San Salvador, EL SALVADOR.- En seis años de gobierno de Nayib Bukele, los salvadoreños enfrentan un incremento sostenido en el costo de vida, con una canasta básica alimentaria que ha subido 25% en el área urbana y 24% en la rural.
El alza, que afecta los 22 productos básicos en las ciudades y 15 en el campo, se suma al encarecimiento de servicios como energía, agua y transporte, golpeando de lleno la capacidad de consumo de la población, dijo el economista Cesar Villalona.
La consecuencia directa de ello ha sido un deterioro en la calidad de vida y un aumento de la pobreza. Según cifras oficiales, la pobreza pasó de 22.8% de la población en 2019 a 27.3% en 2023, lo que significa que unas 127,000 personas más cayeron en esa condición. Particular preocupación genera la duplicación de la pobreza absoluta caracterizada por la falta de alimentos, que pasó de poco más del 4% a cerca del 8%, sostuvo Villalona.

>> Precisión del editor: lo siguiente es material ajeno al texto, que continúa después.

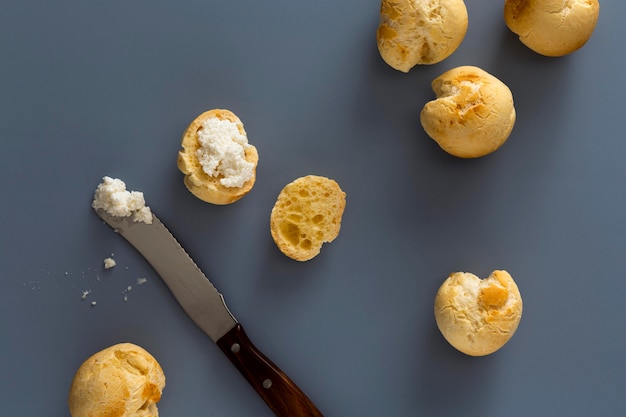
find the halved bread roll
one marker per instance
(218, 162)
(123, 380)
(307, 214)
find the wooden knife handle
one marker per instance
(283, 397)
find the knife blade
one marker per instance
(207, 308)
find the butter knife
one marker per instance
(206, 307)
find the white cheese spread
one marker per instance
(112, 196)
(222, 152)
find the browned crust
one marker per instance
(199, 183)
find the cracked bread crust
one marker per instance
(307, 214)
(413, 32)
(198, 182)
(478, 316)
(473, 114)
(552, 27)
(123, 380)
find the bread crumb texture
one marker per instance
(218, 162)
(123, 380)
(419, 32)
(552, 27)
(478, 316)
(473, 113)
(112, 197)
(307, 214)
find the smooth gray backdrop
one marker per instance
(94, 88)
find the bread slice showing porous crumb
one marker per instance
(307, 214)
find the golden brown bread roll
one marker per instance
(123, 380)
(218, 162)
(307, 213)
(477, 316)
(413, 32)
(552, 27)
(473, 114)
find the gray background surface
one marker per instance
(107, 88)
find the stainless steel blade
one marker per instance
(195, 293)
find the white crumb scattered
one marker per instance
(109, 263)
(222, 152)
(111, 196)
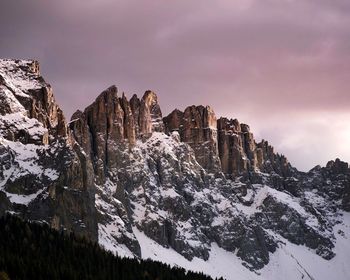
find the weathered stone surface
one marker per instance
(115, 172)
(44, 173)
(197, 127)
(239, 153)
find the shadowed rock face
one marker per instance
(43, 172)
(239, 153)
(185, 181)
(197, 126)
(112, 123)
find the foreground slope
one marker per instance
(61, 256)
(188, 189)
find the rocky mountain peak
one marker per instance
(197, 126)
(26, 97)
(338, 167)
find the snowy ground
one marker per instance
(289, 262)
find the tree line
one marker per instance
(35, 251)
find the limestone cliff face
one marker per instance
(239, 153)
(118, 170)
(112, 123)
(44, 173)
(197, 126)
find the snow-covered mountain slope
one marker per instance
(187, 189)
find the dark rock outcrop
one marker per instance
(188, 180)
(197, 127)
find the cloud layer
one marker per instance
(283, 66)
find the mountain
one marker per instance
(63, 256)
(187, 189)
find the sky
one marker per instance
(281, 66)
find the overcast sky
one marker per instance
(282, 66)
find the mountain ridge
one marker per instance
(119, 170)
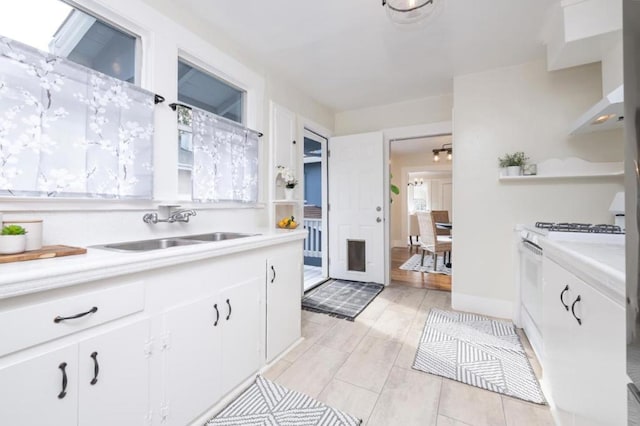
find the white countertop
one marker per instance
(33, 276)
(600, 264)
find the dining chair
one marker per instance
(429, 240)
(441, 216)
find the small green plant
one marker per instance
(516, 159)
(13, 230)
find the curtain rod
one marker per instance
(175, 105)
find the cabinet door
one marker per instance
(192, 360)
(30, 391)
(240, 331)
(560, 334)
(284, 293)
(114, 377)
(600, 379)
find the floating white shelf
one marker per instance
(571, 168)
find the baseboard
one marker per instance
(481, 305)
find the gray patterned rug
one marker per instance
(413, 264)
(478, 351)
(269, 404)
(340, 298)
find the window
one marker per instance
(209, 93)
(65, 31)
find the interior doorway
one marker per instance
(425, 185)
(315, 209)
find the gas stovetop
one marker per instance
(580, 227)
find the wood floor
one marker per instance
(364, 367)
(400, 255)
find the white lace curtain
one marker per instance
(225, 160)
(66, 130)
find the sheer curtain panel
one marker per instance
(225, 160)
(69, 131)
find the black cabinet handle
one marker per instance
(63, 392)
(574, 312)
(562, 297)
(96, 368)
(90, 311)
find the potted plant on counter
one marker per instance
(290, 181)
(513, 163)
(13, 239)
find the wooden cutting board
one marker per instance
(45, 252)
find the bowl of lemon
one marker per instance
(288, 223)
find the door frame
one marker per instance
(422, 130)
(307, 124)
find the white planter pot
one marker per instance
(288, 193)
(514, 171)
(11, 244)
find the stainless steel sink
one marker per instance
(164, 243)
(217, 236)
(146, 245)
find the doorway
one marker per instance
(425, 185)
(315, 209)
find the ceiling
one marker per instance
(347, 55)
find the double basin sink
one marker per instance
(163, 243)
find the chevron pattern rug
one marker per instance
(413, 264)
(478, 351)
(269, 404)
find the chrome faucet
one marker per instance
(170, 214)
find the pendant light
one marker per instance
(411, 11)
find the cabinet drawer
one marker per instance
(38, 323)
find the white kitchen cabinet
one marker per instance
(240, 325)
(31, 390)
(113, 377)
(583, 350)
(192, 363)
(284, 295)
(55, 388)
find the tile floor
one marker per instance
(364, 368)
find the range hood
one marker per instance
(607, 114)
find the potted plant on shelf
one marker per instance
(13, 239)
(513, 163)
(290, 181)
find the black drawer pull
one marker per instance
(573, 311)
(63, 392)
(562, 297)
(96, 368)
(90, 311)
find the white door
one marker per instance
(240, 325)
(284, 273)
(114, 377)
(41, 390)
(356, 207)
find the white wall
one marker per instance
(520, 108)
(165, 34)
(409, 113)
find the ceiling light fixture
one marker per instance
(446, 148)
(411, 11)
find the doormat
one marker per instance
(340, 298)
(478, 351)
(267, 403)
(413, 264)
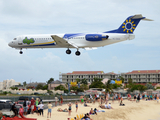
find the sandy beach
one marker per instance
(144, 110)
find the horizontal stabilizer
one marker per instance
(139, 16)
(90, 48)
(62, 42)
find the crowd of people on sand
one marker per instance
(103, 102)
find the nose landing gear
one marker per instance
(68, 51)
(77, 53)
(21, 52)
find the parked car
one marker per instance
(36, 93)
(20, 108)
(81, 93)
(21, 101)
(28, 97)
(6, 101)
(5, 108)
(71, 93)
(64, 94)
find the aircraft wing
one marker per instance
(62, 42)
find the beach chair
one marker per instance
(81, 116)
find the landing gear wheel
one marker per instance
(21, 52)
(77, 53)
(68, 51)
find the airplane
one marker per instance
(86, 41)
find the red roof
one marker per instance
(86, 72)
(143, 71)
(153, 84)
(111, 73)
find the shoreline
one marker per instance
(144, 110)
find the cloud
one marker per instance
(70, 16)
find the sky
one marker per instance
(21, 17)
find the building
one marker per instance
(34, 84)
(6, 84)
(89, 75)
(54, 84)
(142, 76)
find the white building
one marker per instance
(6, 84)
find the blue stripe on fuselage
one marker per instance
(72, 35)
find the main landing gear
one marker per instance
(68, 51)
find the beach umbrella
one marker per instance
(112, 82)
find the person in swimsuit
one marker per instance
(76, 106)
(70, 108)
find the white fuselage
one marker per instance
(46, 41)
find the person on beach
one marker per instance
(49, 109)
(82, 99)
(113, 98)
(14, 109)
(92, 112)
(106, 98)
(85, 105)
(56, 100)
(157, 99)
(76, 106)
(135, 97)
(60, 110)
(32, 105)
(25, 106)
(138, 98)
(121, 101)
(61, 99)
(70, 108)
(91, 98)
(37, 105)
(40, 106)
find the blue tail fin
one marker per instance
(129, 25)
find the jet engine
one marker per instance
(96, 37)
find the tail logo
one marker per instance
(128, 26)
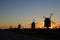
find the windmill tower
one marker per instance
(33, 24)
(47, 21)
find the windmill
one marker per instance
(47, 21)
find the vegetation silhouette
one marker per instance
(44, 33)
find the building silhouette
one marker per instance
(19, 26)
(33, 25)
(47, 22)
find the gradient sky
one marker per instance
(13, 12)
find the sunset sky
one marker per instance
(13, 12)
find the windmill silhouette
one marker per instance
(47, 21)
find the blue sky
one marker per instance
(20, 11)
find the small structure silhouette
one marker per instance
(47, 22)
(33, 25)
(19, 26)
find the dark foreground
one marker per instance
(30, 34)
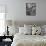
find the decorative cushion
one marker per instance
(36, 30)
(13, 30)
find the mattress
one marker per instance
(28, 40)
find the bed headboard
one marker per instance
(21, 23)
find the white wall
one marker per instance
(17, 10)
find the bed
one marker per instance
(29, 40)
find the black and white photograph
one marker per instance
(30, 9)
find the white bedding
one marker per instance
(29, 40)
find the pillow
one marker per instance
(13, 30)
(44, 31)
(36, 30)
(23, 30)
(28, 26)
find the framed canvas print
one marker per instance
(30, 9)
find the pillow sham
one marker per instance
(36, 30)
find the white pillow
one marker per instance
(23, 30)
(36, 30)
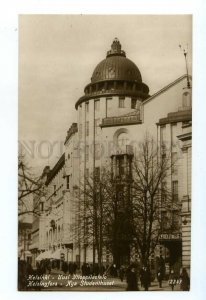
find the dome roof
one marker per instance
(116, 66)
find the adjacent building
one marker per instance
(113, 116)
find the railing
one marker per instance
(124, 149)
(121, 120)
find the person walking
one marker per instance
(172, 279)
(185, 280)
(146, 278)
(121, 273)
(132, 284)
(160, 276)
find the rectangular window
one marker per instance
(80, 131)
(121, 102)
(87, 107)
(87, 173)
(97, 174)
(55, 189)
(165, 220)
(163, 192)
(87, 128)
(80, 112)
(97, 151)
(87, 153)
(175, 190)
(133, 103)
(174, 163)
(96, 126)
(121, 166)
(68, 177)
(96, 105)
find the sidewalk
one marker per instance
(120, 285)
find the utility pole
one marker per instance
(185, 53)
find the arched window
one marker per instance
(123, 140)
(186, 99)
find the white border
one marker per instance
(8, 125)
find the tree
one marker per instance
(150, 196)
(29, 186)
(124, 211)
(93, 211)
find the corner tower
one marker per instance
(116, 75)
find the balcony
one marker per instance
(122, 120)
(122, 150)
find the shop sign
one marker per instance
(170, 236)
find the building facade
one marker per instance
(113, 116)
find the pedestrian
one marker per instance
(160, 276)
(132, 284)
(185, 280)
(146, 278)
(84, 269)
(74, 267)
(141, 275)
(64, 267)
(121, 273)
(71, 268)
(172, 279)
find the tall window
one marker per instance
(174, 163)
(96, 105)
(121, 169)
(121, 102)
(133, 103)
(55, 187)
(186, 99)
(80, 131)
(87, 173)
(87, 153)
(68, 179)
(97, 174)
(80, 111)
(97, 151)
(87, 128)
(87, 107)
(175, 190)
(96, 126)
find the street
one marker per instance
(108, 284)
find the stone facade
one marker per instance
(116, 112)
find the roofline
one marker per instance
(166, 88)
(60, 163)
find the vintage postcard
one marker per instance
(105, 153)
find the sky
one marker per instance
(57, 56)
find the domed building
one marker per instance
(114, 115)
(115, 76)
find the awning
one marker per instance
(56, 254)
(27, 253)
(44, 255)
(40, 256)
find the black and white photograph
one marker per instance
(104, 152)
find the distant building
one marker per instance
(116, 109)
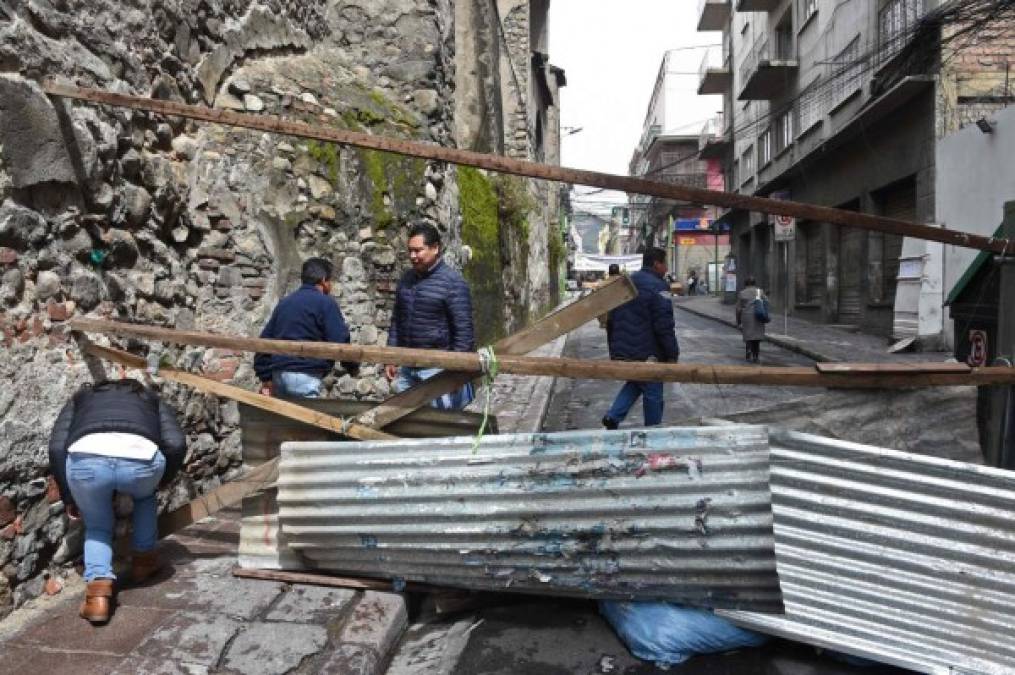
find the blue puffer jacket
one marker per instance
(644, 327)
(432, 311)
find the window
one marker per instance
(896, 23)
(764, 147)
(810, 273)
(806, 8)
(848, 73)
(747, 164)
(784, 40)
(809, 109)
(784, 131)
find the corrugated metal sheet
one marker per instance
(679, 514)
(262, 545)
(904, 558)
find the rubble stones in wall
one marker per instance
(195, 226)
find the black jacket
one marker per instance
(309, 316)
(644, 327)
(118, 406)
(432, 311)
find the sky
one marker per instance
(611, 52)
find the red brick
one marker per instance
(57, 311)
(222, 369)
(7, 511)
(53, 586)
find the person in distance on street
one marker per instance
(640, 330)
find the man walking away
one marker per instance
(432, 311)
(640, 330)
(747, 321)
(309, 315)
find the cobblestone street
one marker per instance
(582, 404)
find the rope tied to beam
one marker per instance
(489, 365)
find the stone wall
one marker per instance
(112, 213)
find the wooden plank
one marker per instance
(264, 431)
(540, 365)
(611, 294)
(851, 368)
(273, 124)
(277, 406)
(222, 496)
(356, 583)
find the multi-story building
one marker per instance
(841, 103)
(670, 157)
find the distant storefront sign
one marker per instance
(977, 348)
(785, 227)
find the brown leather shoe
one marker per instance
(97, 601)
(143, 564)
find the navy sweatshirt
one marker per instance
(307, 315)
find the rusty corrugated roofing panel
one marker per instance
(904, 558)
(677, 514)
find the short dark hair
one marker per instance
(316, 270)
(652, 256)
(429, 233)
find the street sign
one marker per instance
(977, 348)
(785, 227)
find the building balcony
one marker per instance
(766, 76)
(716, 140)
(756, 5)
(714, 14)
(715, 73)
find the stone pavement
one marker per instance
(818, 341)
(197, 618)
(520, 402)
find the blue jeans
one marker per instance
(652, 404)
(296, 385)
(409, 377)
(92, 479)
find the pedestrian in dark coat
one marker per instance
(747, 321)
(643, 329)
(310, 315)
(432, 311)
(114, 436)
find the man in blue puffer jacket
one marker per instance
(432, 311)
(640, 330)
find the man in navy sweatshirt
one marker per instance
(309, 315)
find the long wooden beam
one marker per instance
(503, 164)
(613, 293)
(561, 367)
(278, 406)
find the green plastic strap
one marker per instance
(489, 364)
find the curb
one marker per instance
(785, 342)
(546, 393)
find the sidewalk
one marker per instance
(197, 618)
(818, 341)
(520, 402)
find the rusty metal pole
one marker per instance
(494, 162)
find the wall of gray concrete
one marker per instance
(974, 179)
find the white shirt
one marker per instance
(115, 444)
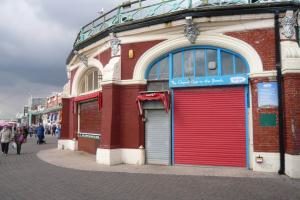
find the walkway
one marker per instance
(28, 177)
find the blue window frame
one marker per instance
(199, 66)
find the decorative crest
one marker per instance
(190, 30)
(82, 58)
(288, 24)
(114, 43)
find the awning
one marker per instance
(87, 97)
(162, 96)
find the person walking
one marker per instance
(19, 139)
(40, 134)
(58, 130)
(53, 129)
(5, 137)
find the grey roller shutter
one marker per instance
(158, 137)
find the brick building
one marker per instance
(189, 82)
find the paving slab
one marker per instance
(84, 161)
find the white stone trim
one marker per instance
(125, 82)
(292, 165)
(271, 73)
(218, 40)
(92, 62)
(119, 156)
(112, 70)
(271, 162)
(67, 144)
(250, 130)
(290, 57)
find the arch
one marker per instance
(92, 62)
(222, 41)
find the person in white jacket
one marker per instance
(5, 137)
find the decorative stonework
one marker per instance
(112, 70)
(190, 30)
(83, 58)
(66, 90)
(288, 24)
(115, 43)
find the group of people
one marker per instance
(17, 136)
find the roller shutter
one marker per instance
(158, 137)
(209, 126)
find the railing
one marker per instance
(142, 9)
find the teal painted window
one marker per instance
(197, 62)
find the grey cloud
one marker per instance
(35, 39)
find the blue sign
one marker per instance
(209, 81)
(267, 94)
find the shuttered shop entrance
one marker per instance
(158, 136)
(209, 126)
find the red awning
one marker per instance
(153, 96)
(95, 95)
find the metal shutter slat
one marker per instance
(158, 137)
(209, 126)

Villalona es un reconocido economista dominicano salvadoreño con 40 años de investigación económica y social y docencia universitaria. Ha publicado varios libros, entre ellos Disputas en el CAFTA y Declive de la hegemonía de Estados Unidos.
El panorama se agrava por el fuerte endeudamiento estatal. La deuda pública, que en 2019 era de 19,800 millones de dólares, supera hoy los 33,000 millones, un incremento de más del 60%. Solo la deuda, afirmó Villalona, con los fondos de pensiones, se duplicó de 5,000 a 10,700 millones. El pago de la deuda consume ya el 30% del presupuesto nacional, el doble de lo destinado conjuntamente a salud y educación.
Villalona recordó que en un intento por estabilizar las finanzas, el gobierno firmó un acuerdo con el Fondo Monetario Internacional (FMI) por 1,370 millones de dólares, condicionado a un severo plan de ajuste. Esto incluye recortes en 15 ministerios —solo Defensa vio incrementado su presupuesto— con reducciones de 150 millones de dólares en salud y 108 millones en educación. Además, se registran 8,000 despidos en el sector público, el cierre de 72 escuelas y 50 unidades de salud comunitarias.
El FMI también exigió detener las compras de bitcóin, transparentar el uso de préstamos y aplicar una ley anticorrupción. Sin embargo, la economía sigue mostrando debilidad estructural: un crecimiento de apenas 2.2% en 2023, el más bajo de Centroamérica en casi dos décadas, escasa inversión extranjera y caída en la producción agrícola, lo que obliga al país a importar 70% de sus alimentos, según el economista.
Con una economía contraída, más desempleo y servicios públicos debilitados, El Salvador enfrenta un círculo vicioso: recauda menos de lo esperado, se endeuda más y depende cada vez más de los préstamos externos para sostener su gasto. La migración vuelve a ser la válvula de escape para miles de salvadoreños que no encuentran en su país estabilidad económica ni oportunidades, explicó Villalona.
El agro también se deteriora: la producción de granos básicos cayó y el país depende cada vez más de las importaciones. Hoy, siete de cada 10 alimentos vienen del extranjero. Con una economía estancada, servicios debilitados y menos empleos, miles de salvadoreños buscan en la migración la única salida, declaró el experto en economía César Villalona.